# Amplificar señal wifi. ¿algun esquema amplificador?



## adolfo (Jul 2, 2009)

bueno hola a todos.

resulta que quiero conectar una camara ip por wifi a unos 100 metros de distancia con dos antenas direccionales.

como hay muchos objetos por medio quiero darle mas potencia de salida a las antenas.
mire que hay amplificador de potencia que se intercalan entre el AP y la antena que suelen alevar la potencia aproximadamente 1w.

alguien sabe o tiene esquemas de como hacer un facil amplificador de potencia de 1w +-

un saludo


----------



## capitanp (Jul 2, 2009)

a esa distancia solo te bastaria con colocar dos antenas direccionales


saludos


----------



## adolfo (Jul 2, 2009)

la emision tiene que viajar por dos naves industriales con bastantes objetos entre medio. osbre todo una que es almacen de placas de aluminio.

tambien estoy pensado en hacer una conexion por PLC "los que se comunican por la red electrica" nose que tal iria.
el problema es que en las naves hay corriente trifasica y en las oficinas no.


----------



## Guest (Jul 2, 2009)

pon las antenas desde lo alto de la nave,que no creo que haya nada.


----------



## Tomasito (Jul 2, 2009)

Usar un amplificador para 100 metros sería una exageración bastante innecesaria. ¿Tenés idea de cuánto es 1 Watt a 2.4Ghz? 

Con un par de antenas direccionales debería alcanzar.

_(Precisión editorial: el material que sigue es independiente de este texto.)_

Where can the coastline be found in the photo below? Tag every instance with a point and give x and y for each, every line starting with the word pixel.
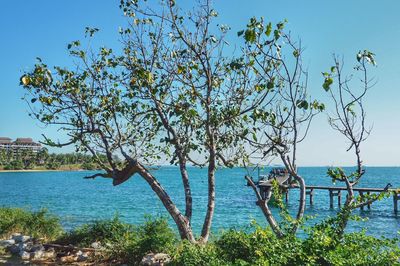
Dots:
pixel 41 170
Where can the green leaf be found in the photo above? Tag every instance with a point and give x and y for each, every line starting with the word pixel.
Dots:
pixel 269 29
pixel 327 83
pixel 250 35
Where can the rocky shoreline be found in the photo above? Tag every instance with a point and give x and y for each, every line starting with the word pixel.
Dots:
pixel 26 250
pixel 29 250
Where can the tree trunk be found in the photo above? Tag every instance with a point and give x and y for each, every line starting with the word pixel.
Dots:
pixel 186 187
pixel 205 233
pixel 183 224
pixel 302 201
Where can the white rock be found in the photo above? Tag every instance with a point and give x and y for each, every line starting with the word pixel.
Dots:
pixel 25 255
pixel 83 257
pixel 37 247
pixel 20 238
pixel 7 242
pixel 14 249
pixel 49 254
pixel 36 254
pixel 158 259
pixel 96 245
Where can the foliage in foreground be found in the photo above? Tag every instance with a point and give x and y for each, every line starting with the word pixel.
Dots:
pixel 125 243
pixel 38 224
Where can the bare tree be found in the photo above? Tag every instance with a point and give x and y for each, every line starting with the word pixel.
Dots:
pixel 349 119
pixel 171 94
pixel 283 121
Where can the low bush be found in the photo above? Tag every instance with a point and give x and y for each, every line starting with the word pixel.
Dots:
pixel 128 244
pixel 124 243
pixel 193 254
pixel 39 224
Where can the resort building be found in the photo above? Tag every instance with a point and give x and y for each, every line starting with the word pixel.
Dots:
pixel 19 145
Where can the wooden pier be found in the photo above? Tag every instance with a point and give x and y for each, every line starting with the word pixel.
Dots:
pixel 264 185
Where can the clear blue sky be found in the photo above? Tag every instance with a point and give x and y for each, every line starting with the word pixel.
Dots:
pixel 44 27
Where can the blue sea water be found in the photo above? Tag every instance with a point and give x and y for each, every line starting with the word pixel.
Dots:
pixel 77 200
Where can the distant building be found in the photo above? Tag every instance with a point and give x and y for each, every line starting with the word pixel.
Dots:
pixel 19 145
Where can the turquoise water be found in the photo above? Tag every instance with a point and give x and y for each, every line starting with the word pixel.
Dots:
pixel 78 201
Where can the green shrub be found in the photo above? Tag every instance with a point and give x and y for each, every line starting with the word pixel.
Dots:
pixel 105 231
pixel 192 255
pixel 124 243
pixel 38 224
pixel 235 245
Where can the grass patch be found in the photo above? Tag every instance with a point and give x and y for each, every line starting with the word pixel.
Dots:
pixel 39 224
pixel 124 243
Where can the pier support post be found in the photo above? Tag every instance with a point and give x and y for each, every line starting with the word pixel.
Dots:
pixel 311 193
pixel 395 202
pixel 287 196
pixel 362 197
pixel 332 193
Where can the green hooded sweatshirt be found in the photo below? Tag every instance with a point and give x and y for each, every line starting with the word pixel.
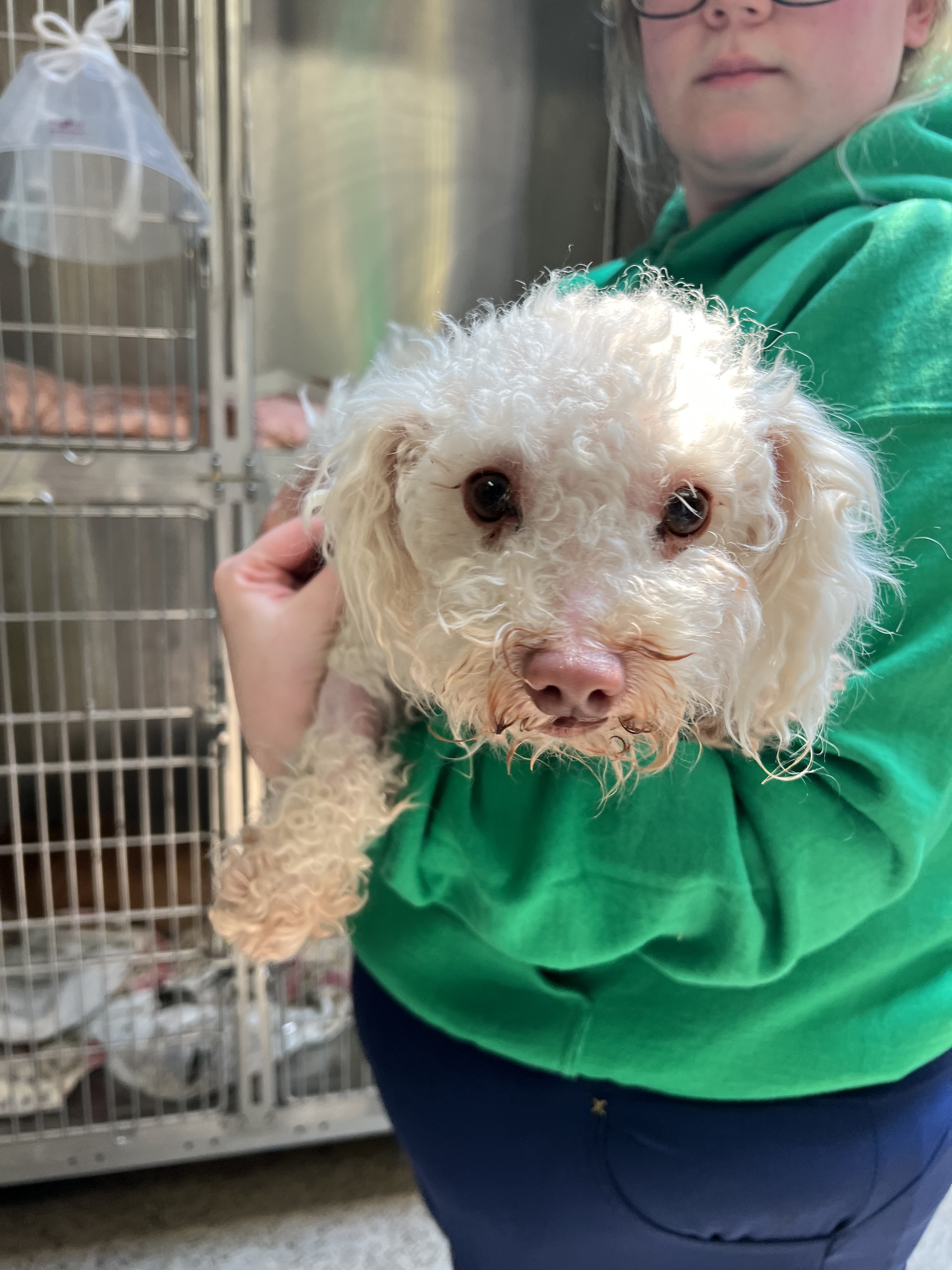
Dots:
pixel 709 934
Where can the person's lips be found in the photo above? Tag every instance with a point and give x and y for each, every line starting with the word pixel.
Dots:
pixel 737 72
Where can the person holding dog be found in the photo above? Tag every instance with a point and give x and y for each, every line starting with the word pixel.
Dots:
pixel 709 1024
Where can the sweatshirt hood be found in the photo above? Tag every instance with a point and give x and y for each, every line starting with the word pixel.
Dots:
pixel 904 155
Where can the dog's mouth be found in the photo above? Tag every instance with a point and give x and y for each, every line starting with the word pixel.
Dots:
pixel 568 726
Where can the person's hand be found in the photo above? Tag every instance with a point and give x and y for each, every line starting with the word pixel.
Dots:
pixel 279 616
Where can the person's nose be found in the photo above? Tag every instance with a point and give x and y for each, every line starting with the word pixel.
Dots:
pixel 578 683
pixel 722 13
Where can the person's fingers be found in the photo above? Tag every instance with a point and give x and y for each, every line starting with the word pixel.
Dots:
pixel 286 505
pixel 319 603
pixel 282 558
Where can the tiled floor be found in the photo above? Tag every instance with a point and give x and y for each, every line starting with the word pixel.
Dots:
pixel 348 1207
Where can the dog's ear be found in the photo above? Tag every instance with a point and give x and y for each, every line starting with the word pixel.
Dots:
pixel 356 492
pixel 818 583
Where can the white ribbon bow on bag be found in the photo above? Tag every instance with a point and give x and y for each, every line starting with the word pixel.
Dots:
pixel 65 61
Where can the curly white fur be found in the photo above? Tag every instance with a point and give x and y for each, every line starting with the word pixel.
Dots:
pixel 597 407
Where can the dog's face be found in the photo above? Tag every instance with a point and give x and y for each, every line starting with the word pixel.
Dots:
pixel 582 525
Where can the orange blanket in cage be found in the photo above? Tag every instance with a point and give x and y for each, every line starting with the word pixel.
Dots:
pixel 36 402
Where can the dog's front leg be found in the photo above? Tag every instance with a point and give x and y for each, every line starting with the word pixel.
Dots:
pixel 300 873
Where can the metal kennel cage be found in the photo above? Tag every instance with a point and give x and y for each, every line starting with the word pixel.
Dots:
pixel 129 1033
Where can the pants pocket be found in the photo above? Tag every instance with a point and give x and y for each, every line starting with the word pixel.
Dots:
pixel 667 1243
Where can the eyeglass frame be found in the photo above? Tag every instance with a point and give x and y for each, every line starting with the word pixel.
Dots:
pixel 700 6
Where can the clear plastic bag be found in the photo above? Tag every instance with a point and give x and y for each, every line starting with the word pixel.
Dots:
pixel 88 171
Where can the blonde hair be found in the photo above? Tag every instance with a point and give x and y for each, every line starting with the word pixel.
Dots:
pixel 925 77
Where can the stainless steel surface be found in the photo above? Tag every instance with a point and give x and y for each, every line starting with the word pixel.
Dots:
pixel 413 157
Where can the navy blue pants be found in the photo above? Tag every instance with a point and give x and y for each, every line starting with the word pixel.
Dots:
pixel 525 1170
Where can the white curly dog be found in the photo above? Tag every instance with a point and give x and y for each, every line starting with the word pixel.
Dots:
pixel 591 524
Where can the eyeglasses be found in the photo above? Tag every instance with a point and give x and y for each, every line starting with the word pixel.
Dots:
pixel 676 8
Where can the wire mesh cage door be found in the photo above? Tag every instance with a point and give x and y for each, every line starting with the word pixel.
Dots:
pixel 129 1034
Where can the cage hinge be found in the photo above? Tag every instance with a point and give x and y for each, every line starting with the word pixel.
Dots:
pixel 218 478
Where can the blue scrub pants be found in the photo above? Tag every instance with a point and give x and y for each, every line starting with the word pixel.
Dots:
pixel 525 1170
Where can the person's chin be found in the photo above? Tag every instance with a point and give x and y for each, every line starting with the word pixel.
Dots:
pixel 742 146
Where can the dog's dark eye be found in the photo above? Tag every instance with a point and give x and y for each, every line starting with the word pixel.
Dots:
pixel 686 512
pixel 490 497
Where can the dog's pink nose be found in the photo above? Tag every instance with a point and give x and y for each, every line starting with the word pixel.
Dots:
pixel 575 683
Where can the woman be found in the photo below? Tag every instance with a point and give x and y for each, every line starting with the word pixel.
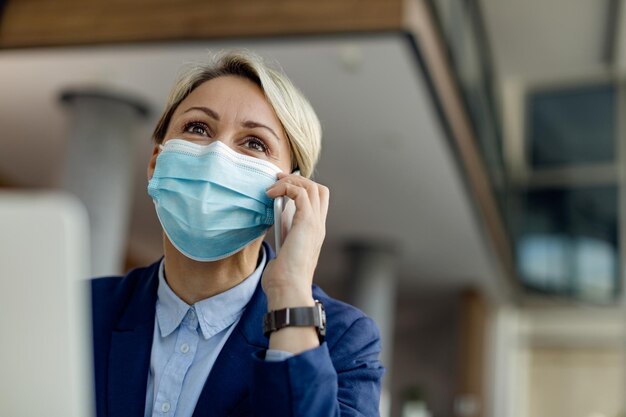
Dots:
pixel 221 326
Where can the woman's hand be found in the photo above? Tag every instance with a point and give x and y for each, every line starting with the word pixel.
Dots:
pixel 287 279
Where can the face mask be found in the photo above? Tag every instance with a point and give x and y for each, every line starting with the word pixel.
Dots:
pixel 210 199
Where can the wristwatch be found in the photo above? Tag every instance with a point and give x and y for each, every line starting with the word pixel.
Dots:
pixel 297 316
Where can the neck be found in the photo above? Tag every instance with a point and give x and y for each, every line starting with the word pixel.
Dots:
pixel 193 281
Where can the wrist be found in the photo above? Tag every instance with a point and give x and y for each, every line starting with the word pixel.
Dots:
pixel 289 297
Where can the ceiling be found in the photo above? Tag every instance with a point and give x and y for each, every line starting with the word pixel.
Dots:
pixel 551 40
pixel 389 166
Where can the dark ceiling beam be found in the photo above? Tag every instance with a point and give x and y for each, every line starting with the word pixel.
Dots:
pixel 611 32
pixel 31 23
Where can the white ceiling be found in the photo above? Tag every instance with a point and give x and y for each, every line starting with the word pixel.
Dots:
pixel 389 166
pixel 546 40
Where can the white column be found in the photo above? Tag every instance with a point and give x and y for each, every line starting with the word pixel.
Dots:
pixel 98 168
pixel 372 288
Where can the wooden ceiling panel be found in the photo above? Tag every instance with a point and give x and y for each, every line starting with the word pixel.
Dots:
pixel 32 23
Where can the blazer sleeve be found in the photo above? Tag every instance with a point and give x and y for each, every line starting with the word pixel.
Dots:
pixel 343 379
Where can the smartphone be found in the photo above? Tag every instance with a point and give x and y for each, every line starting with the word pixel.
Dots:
pixel 284 210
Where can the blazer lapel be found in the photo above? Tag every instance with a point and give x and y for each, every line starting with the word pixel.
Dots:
pixel 129 357
pixel 227 384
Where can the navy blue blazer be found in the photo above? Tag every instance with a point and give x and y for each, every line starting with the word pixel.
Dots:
pixel 342 377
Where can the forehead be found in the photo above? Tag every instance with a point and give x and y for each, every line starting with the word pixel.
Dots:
pixel 231 96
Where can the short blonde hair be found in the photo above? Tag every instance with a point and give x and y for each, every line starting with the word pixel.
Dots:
pixel 301 125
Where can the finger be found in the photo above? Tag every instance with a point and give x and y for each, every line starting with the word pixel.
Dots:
pixel 310 186
pixel 298 194
pixel 324 198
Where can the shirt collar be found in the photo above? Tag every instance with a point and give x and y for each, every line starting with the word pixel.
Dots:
pixel 214 313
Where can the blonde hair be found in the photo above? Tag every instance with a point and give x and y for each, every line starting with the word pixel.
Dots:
pixel 294 111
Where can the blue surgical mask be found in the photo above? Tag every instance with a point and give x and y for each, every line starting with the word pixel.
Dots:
pixel 210 199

Aunque con muchos obstaculos y encima de aluminio, te recomendaría más algo como el RS-485 o 10Base2 que funcionan muy bien en entornos industriales.

Si podés poner las antenas por afuera de los edificios como dijo hellfull, no deberías tener problemas.



Saludos.


----------



## adolfo (Jul 6, 2009)

probare lo de las antenas direccionales. el tema es que no puedo  cablear apenas nada ni hacer cosas extrañas pues la nave industrial no es nuestra y nosotros solo disponemos de la oficina y el material de la nave que nos asignan.

tambien ando pensado en utilizar comunicaciones PLC. los que utilizan el cableado electrico para transmitir. pero en la nave hay corriente trifasica y en las oficinas no y nose si podria ser una solucion.

la potencia de señal la queria pues entre nuestr nave hay 2 mas que albergan super-estructural de aluminio que seguro que hacen recaer mucho la señal.


----------



## regalodeamor (Mar 31, 2010)

https://www.forosdeelectronica.com/f22/amplificador-bi-direccional-wi-fi-11892/


----------



## RobertPinto (Jul 14, 2013)

Verifica este, me parece bueno y sencillo, aun no lo he montado, pero si alguien lo hace primero, por favor comenten.

http://www.zero13wireless.net/foro/...o-Amplificador-de-Se%F1al-de-Wireless-1-Watio


----------